Legal Settlements and Income Tax

Legal settlements and awards can cause major problems for taxpayers. Why, you may get hit with an assessment for unreported income two years down the road. Since many settlements are of large dollar amounts, the penalties and interest over that two year period can break you. There is another pitfall, if you decide to sell the rights to a structured settlement, of which I will discuss later.

Your Settlement May Be Taxable

The most important thing to remember is that unless your settlement is for a physical injury, you will have to pay income tax on the entire award.

Attorney Fee Allocation In Settlement May Be Taxable To You

The second most important thing to remember, is that your settlement portion relating to attorney fees is taxable. Accordingly, money you never get, money that is siphoned off by your legal counsel, will be included in your income, and you will pay tax on it.

My accountant says "Don't worry, its not taxable." I can't believe how many times I have heard that coming from a fellow business owner. I wonder if your accountant is going to answer his phone when you learn that you owe tens or hundreds of thousands of dollars in tax, penalties and interest. That is very common, by the way.

The Law Behind The Tax

A little about the law behind the rules I just described. The code states that income is just about everything you receive in value unless it is expressly exempted from tax under the law. Title 26 of the US Code Section 104 (26 USC 104(a)(2)) creates an exclusion from taxable income, relating to legal settlements. The Supreme Court settled a dispute between the Federal District Courts of Appeal in its holding in Comm v Schleier (1995). In Schleier, the Court set out two independent requirements that a taxpayer must meet before a recovery may be excluded under 26 USC 104(a)(2). The taxpayer must demonstrate that the underlying cause of action giving rise to the recovery is predicated upon a legal tort or legal tort type rights and second, the taxpayer must show that the damages were related to personal injuries or sickness.

Tax Deduction For Attorney Fees

Do you get to deduct the attorney fees?
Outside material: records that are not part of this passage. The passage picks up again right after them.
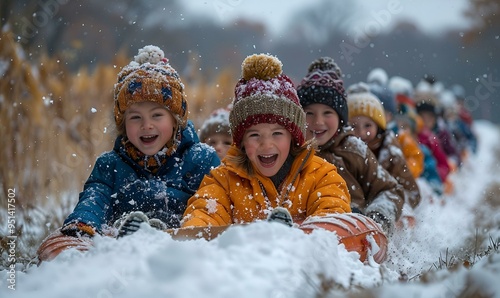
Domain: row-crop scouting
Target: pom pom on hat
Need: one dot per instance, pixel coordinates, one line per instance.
(261, 67)
(323, 84)
(265, 95)
(150, 78)
(325, 64)
(362, 102)
(400, 85)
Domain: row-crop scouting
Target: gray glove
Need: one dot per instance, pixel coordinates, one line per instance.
(383, 221)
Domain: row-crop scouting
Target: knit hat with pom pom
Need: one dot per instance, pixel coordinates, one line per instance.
(150, 78)
(362, 102)
(265, 95)
(323, 84)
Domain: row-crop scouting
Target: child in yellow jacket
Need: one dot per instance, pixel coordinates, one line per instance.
(269, 164)
(367, 118)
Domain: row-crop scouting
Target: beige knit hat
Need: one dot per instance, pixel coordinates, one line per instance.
(150, 78)
(361, 102)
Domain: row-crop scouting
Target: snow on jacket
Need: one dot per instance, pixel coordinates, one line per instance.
(412, 152)
(230, 195)
(117, 185)
(430, 172)
(371, 187)
(391, 157)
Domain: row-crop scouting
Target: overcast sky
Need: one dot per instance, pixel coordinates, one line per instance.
(431, 16)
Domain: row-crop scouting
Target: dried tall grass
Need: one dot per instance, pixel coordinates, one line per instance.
(54, 123)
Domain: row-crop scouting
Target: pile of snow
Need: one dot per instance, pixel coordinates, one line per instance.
(271, 260)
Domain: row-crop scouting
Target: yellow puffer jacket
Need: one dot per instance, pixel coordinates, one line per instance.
(412, 153)
(229, 195)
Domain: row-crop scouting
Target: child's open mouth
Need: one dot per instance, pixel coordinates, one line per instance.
(149, 139)
(318, 133)
(268, 160)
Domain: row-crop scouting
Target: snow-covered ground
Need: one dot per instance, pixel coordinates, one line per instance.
(272, 260)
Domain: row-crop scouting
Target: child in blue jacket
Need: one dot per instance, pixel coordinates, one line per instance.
(157, 162)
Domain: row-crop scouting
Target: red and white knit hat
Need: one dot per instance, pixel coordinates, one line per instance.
(265, 95)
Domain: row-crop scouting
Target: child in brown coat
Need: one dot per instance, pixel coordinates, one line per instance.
(374, 192)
Yes, in theory, but in practice, due to the alternative minimum tax (AMT), probably not. The reason is that the attorney fees are a miscellaneous itemized deduction subject to the 2 percent floor and that deduction is phased out for high income taxpayers, under the alternative minimum tax regime. Alternative minimum tax kicks in around 71,000 for a joint filer. What the 2 percent floor means, is that you must subtract 2 percent of your adjusted gross income from the attorney fees before you get any deduction and before the AMT kicks in.

Selling Your Structured Settlement (not Capital gain)

If you have a legal settlement that involves an annuity type cash flow or structured settlement, you can get into trouble. The reason for this is, that a person is taxed on the actual or constructive receipt of money. While you are receiving your structured payments, you will only recognize income when you receive either the payment or the rights to the payment. Think about what happens when you sell your right to receive all the future payments. You are selling an asset worth x x amount of dollars and you will have to pay income tax on that amount. But what is that asset worth? The amount realized on that transaction is the present value (PV) of all future cash flows, discounted at the appropriate interest rate.
The situation can go south fast when you sell this asset for less that the tax liability, which can happen very easily.

You will also not be allowed to convert your ordinary income to capital gain by selling your settlement proceeds to a third party. See Davis v Comm (1997). You are selling your rights to receive the income payments, not a capital asset.

There are many companies out there waiting to buy your structured settlement for pennies on the dollar. Its your cash, get it now? Caveat venditor!!